The character lunch was the first one I'd ever been to, so I don't know how it measures up. It was a decent enough spread (buffet, of course), in that veggies were involved and not all of the chicken was breaded. Cookie, Ernie, Bert, the Count and Abby wandered around for hugs and photos. Elmo, proving he is in fact the A-lister of the bunch, sat in the corner for posed shots, Santa-like, and you could take those shots home for just a little extra cash. (Or you could run over to Elmo when he got up and get some shots that way, like we did.) Big Bird sat in one corner of the room, very still, to the point that DH and I were debating whether there was a guy in there or it was an animatronic thingy. But then Big Bird got up to dance, a little jerkily, and we realized the guy had to move veeeerry carefully in order to hold up that giant head. Which struck me as odd, since out of all of them, Big Bird was the only one who was the exact same size he'd be on the show. How does Caroll Spinney do it then?
You know I'm only obsessing on this because Big Bird was my favorite character.
I wasn't especially worried about the kids being afraid of the giant walking Muppets, and they weren't. Kiddette hugged Cookie Monster a lot. And Elmo. Because she loves Elmo. Sadly.

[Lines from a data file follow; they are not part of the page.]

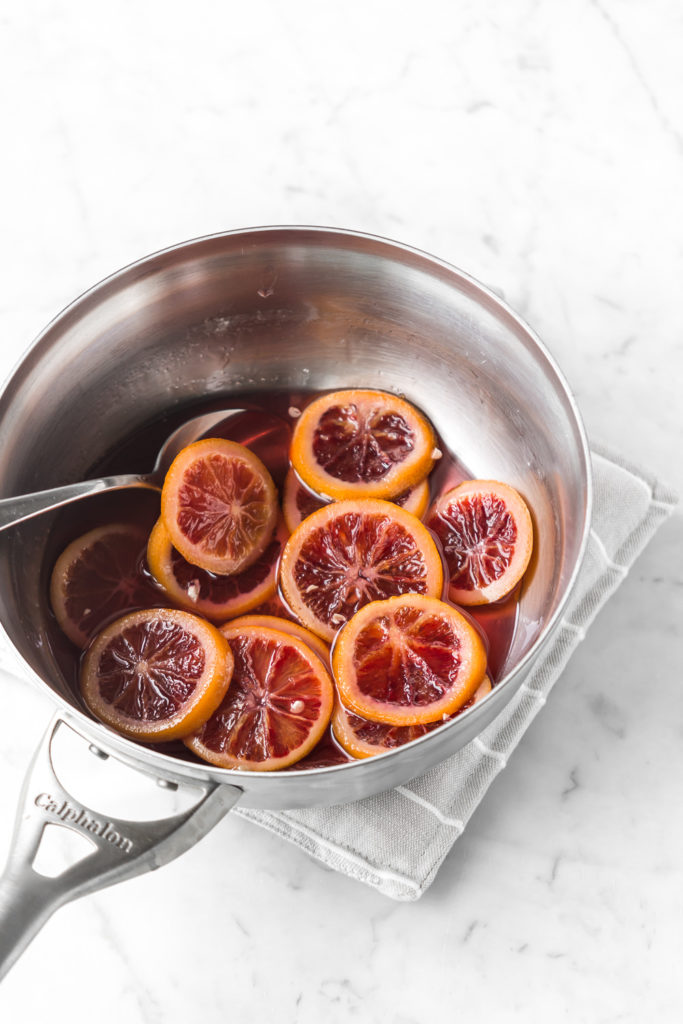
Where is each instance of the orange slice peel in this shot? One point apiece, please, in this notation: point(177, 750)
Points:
point(156, 675)
point(486, 535)
point(278, 707)
point(215, 597)
point(408, 660)
point(352, 552)
point(219, 505)
point(361, 443)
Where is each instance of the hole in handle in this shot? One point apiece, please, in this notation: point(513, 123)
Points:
point(59, 849)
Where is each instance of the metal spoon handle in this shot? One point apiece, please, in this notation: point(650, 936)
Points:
point(13, 510)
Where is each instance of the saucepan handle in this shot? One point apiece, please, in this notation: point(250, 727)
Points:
point(121, 849)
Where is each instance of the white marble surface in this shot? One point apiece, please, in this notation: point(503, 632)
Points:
point(540, 146)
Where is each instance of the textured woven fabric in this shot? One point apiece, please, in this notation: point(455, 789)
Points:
point(367, 840)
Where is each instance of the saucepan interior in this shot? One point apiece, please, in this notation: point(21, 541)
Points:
point(293, 309)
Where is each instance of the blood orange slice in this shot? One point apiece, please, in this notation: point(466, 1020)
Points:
point(219, 505)
point(361, 444)
point(408, 660)
point(276, 709)
point(156, 675)
point(215, 597)
point(97, 578)
point(350, 553)
point(485, 530)
point(298, 502)
point(363, 738)
point(284, 626)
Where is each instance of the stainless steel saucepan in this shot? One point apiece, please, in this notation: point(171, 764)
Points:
point(288, 309)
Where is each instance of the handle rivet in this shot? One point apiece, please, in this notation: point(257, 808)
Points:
point(98, 754)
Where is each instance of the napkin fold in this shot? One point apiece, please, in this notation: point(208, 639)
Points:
point(396, 841)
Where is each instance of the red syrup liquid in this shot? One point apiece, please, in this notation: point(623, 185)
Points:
point(264, 426)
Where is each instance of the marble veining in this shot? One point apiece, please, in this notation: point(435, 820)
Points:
point(539, 146)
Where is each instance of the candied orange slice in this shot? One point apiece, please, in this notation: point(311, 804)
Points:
point(97, 578)
point(219, 505)
point(363, 738)
point(215, 597)
point(353, 552)
point(361, 444)
point(284, 626)
point(486, 535)
point(298, 502)
point(276, 709)
point(156, 675)
point(408, 660)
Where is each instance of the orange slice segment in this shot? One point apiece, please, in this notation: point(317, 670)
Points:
point(408, 660)
point(97, 578)
point(156, 675)
point(215, 597)
point(350, 553)
point(486, 535)
point(219, 505)
point(276, 709)
point(361, 443)
point(298, 502)
point(363, 738)
point(284, 626)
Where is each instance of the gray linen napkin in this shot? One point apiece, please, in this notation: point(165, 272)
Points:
point(367, 840)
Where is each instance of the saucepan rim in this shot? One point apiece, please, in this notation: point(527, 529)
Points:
point(173, 767)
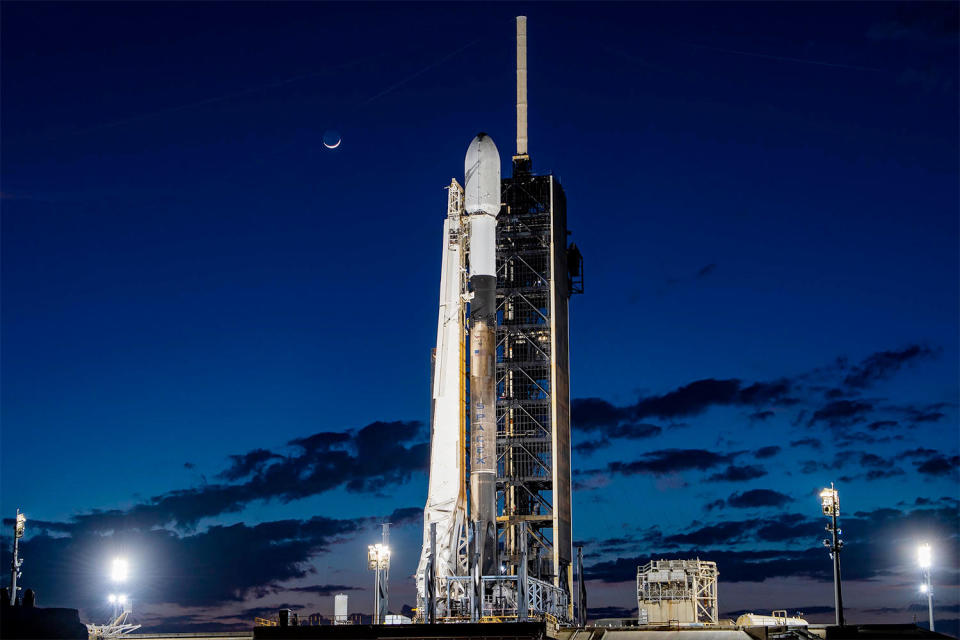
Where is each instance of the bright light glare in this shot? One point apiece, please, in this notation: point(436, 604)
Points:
point(119, 569)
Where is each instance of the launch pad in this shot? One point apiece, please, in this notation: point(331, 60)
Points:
point(488, 631)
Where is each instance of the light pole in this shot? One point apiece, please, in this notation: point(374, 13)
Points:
point(925, 560)
point(378, 560)
point(830, 501)
point(18, 528)
point(119, 572)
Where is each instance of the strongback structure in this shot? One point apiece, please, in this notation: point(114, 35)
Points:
point(536, 274)
point(499, 547)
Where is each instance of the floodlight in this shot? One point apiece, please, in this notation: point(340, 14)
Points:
point(830, 500)
point(378, 556)
point(119, 569)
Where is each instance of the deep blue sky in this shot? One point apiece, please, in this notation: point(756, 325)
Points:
point(766, 196)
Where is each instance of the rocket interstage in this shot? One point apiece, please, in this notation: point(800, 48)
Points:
point(482, 204)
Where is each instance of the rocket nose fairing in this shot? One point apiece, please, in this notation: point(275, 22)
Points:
point(481, 169)
point(482, 203)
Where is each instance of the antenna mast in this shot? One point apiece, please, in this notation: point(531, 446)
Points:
point(521, 93)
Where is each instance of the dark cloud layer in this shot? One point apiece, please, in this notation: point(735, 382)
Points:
point(869, 536)
point(758, 498)
point(883, 364)
point(364, 461)
point(222, 564)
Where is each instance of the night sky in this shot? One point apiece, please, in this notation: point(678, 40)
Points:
point(216, 332)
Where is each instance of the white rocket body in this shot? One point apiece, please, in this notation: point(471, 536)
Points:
point(482, 204)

All the characters have their own shows, apparently, and lucky us saw two Elmo shows. In one, all the characters decided to form a rock band and sing rock versions of their signature ditties, except Cookie, who rapped instead. I died laughing. Elmo wore a black leather jacket, which bothered kiddo, because the sign outside the theater showed them all wearing different rock-star outfits from what they had onstage and he couldn't get past that. Spent the entire show pointing that out, in fact. He'll make a great theater critic.
The second show was a live-action version of "Elmo's World." If you've ever seen the "Elmo's World" segment on "Sesame Street," this is it. Weird crayon drawings on the walls. Mr. Noodle in the window. Dorothy the goldfish. Yep, all there. If you are cringing, you must be a grownup.
Kiddette, however, had her tiny mind blown. She stood clutching the plastic barrier, mesmerized, occasionally yelling "Eelllmooooo!"
Mr. Noodle, incidentally, taught the audience how to Hokey Pokey.
The part of the park I liked, actually, was the part that looked like the show set. I pushed kiddette down Sesame Street while kiddo climbed up on the fire truck (again). There was a hopscotch grid set up in the "alley" next to 123, so I did a little jump to see if I could still do it. Kiddette was quite impressed. "Gainagain," she said, which is kiddette-ese for "I would like you to repeat that." So I did. "Gainagain," she said, but this time I politely declined.
We did manage to get the kids into the car and away without entering a single souvenir shop, but since we'd already bought lunch, dinner, two plastic purse things and two pairs of water shoes, it was kind of a hollow victory.
The next morning, I came in to get kiddette from her crib and, much distressed, she demanded we get her stuffed Elmo from the floor. I leaned down. She hugged it to her cheek. "Elmo," she crooned.
Later, I heard her trying to sing the Hokey Pokey song.